Ekonomistler OVP toplantısını nasıl karşıladı?

Bloomberg HT'ye konuk olan TSKB Başekonomisti ve Direktörü Burcu Ünüvar, Gedik Yatırım Başekonomisti Serkan Gönençler, İş Portföy Yönetimi Araştırma Müdürü ve Ekonomist Hande Şekerci ve TÜSİAD Başekonomisti Gizem Öztok Altınsaç, 2025-2027 dönemini içeren Orta Vadeli Programı'nı (OVP) değerlendirdi.

Giriş: 05 Eylül 2024, Perşembe 13:15
Güncelleme: 05 Eylül 2024, Perşembe 17:32

Cumhurbaşkanı Yardımcısı Cevdet Yılmaz 2025-2027 dönemine ilişkin enflasyon, istihdam, büyüme gibi temel makro ekonomik hedeflerin yer aldığı Orta Vadeli Program kamuoyuna açıkladı. Buna göre, 2024 yılı büyüme beklentisi yüzde 4'ten yüzde 3,5'a çekilirken enflasyon beklentisi yine bu yıl için yüzde 33'ten yüzde 41,5'e çıkarıldı. Cari açık ise bu yıl için yüzde 3,1'den yüzde 1,7'e düşürüldü.
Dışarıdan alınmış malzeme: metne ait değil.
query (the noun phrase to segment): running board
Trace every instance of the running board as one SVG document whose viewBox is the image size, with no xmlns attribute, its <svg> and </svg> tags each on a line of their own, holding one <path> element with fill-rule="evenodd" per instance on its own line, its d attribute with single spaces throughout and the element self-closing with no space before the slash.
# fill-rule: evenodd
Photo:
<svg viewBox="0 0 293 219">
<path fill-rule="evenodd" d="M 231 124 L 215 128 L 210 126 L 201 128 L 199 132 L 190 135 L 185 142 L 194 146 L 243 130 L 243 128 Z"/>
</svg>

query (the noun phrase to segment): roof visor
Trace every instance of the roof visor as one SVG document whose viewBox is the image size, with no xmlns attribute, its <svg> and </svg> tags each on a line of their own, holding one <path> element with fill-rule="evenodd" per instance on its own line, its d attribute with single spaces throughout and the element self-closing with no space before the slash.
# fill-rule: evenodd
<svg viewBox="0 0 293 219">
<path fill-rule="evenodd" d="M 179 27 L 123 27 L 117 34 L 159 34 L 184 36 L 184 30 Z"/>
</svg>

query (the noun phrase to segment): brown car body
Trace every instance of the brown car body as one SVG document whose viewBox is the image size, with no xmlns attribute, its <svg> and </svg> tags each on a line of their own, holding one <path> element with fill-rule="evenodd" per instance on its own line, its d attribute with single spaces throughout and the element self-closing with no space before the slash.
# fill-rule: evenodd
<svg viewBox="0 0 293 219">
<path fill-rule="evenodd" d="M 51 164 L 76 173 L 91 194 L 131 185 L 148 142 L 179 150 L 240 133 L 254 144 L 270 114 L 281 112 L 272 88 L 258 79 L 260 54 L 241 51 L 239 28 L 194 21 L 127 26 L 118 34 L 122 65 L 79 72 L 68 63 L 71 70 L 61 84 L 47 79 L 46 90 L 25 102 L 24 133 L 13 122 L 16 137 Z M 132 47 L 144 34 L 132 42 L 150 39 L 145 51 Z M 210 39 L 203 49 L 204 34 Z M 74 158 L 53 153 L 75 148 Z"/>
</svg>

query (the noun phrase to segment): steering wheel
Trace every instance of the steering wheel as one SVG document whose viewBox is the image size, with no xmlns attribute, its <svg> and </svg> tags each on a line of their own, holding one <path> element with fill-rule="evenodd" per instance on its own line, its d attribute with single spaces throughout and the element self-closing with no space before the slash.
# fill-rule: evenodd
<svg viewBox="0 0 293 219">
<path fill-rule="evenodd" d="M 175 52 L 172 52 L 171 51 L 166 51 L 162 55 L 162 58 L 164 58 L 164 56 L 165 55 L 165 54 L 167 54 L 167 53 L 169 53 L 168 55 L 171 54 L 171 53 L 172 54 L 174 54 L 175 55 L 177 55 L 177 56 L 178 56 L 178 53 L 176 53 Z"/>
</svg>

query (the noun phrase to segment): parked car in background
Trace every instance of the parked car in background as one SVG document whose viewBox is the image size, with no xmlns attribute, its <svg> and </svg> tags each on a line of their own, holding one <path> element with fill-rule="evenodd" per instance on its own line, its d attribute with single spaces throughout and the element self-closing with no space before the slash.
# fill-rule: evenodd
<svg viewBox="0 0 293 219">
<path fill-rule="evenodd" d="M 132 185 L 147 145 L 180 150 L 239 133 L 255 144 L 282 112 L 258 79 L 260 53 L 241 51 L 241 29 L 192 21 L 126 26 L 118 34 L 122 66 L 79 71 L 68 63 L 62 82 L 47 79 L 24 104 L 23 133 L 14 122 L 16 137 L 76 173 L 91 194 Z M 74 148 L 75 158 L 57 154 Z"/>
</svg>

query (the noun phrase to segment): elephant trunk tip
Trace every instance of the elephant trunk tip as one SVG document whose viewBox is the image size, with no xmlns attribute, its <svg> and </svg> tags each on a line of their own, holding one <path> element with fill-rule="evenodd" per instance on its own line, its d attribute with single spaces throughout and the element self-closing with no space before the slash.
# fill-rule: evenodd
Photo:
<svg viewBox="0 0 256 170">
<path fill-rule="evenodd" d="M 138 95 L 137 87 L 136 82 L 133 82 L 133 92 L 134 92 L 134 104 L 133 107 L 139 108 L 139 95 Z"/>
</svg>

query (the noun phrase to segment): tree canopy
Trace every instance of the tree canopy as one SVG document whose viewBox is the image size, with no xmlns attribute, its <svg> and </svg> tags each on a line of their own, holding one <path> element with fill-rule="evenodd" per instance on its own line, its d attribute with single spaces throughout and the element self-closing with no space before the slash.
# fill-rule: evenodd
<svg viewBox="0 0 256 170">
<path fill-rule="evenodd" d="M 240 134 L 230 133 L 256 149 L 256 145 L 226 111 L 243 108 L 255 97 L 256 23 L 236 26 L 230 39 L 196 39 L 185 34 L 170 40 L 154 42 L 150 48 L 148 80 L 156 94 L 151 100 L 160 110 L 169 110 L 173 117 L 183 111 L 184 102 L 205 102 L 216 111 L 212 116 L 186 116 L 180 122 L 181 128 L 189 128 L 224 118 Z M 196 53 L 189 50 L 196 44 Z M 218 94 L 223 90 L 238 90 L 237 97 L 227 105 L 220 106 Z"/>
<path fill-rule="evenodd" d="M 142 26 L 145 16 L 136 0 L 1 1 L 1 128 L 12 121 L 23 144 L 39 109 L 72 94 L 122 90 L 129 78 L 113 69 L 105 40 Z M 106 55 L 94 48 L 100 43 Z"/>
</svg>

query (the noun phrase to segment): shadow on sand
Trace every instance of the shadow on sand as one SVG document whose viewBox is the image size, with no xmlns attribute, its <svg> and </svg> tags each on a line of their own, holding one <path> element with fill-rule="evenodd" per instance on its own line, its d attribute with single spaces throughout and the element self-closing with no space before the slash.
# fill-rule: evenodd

Bloomberg HT’ye konuk olan ekonomistler 2025-2027 dönemini içeren Orta Vadeli Programı’nı (OVP) değerlendirdi.

Ünüvar: OVP bizim tahmin setimizde çok büyük bir değişiklik yaratmadı

TSKB Başekonomisti ve Direktörü Burcu Ünüvar, büyüme tahminin aşağı gelmesinin “enflasyonla mücadeleden ödün verilmeyeceği” şeklinde yorumlanabileceğini söyledi. Ünüvar, “Büyümenin aşağı gelmesi para politikasında enflasyonla mücadeleden vazgeçilmeyeceği yönündeki bizim tahminimizle uyumlu. Eğer bu OVP’den politika çerçevesiyle alakalı olarak bir beklenti çıksaydı, bu son derece negatif olurdu. Hala enflasyonla mücadelenin en önemli nokta olduğunu söylüyoruz.” dedi.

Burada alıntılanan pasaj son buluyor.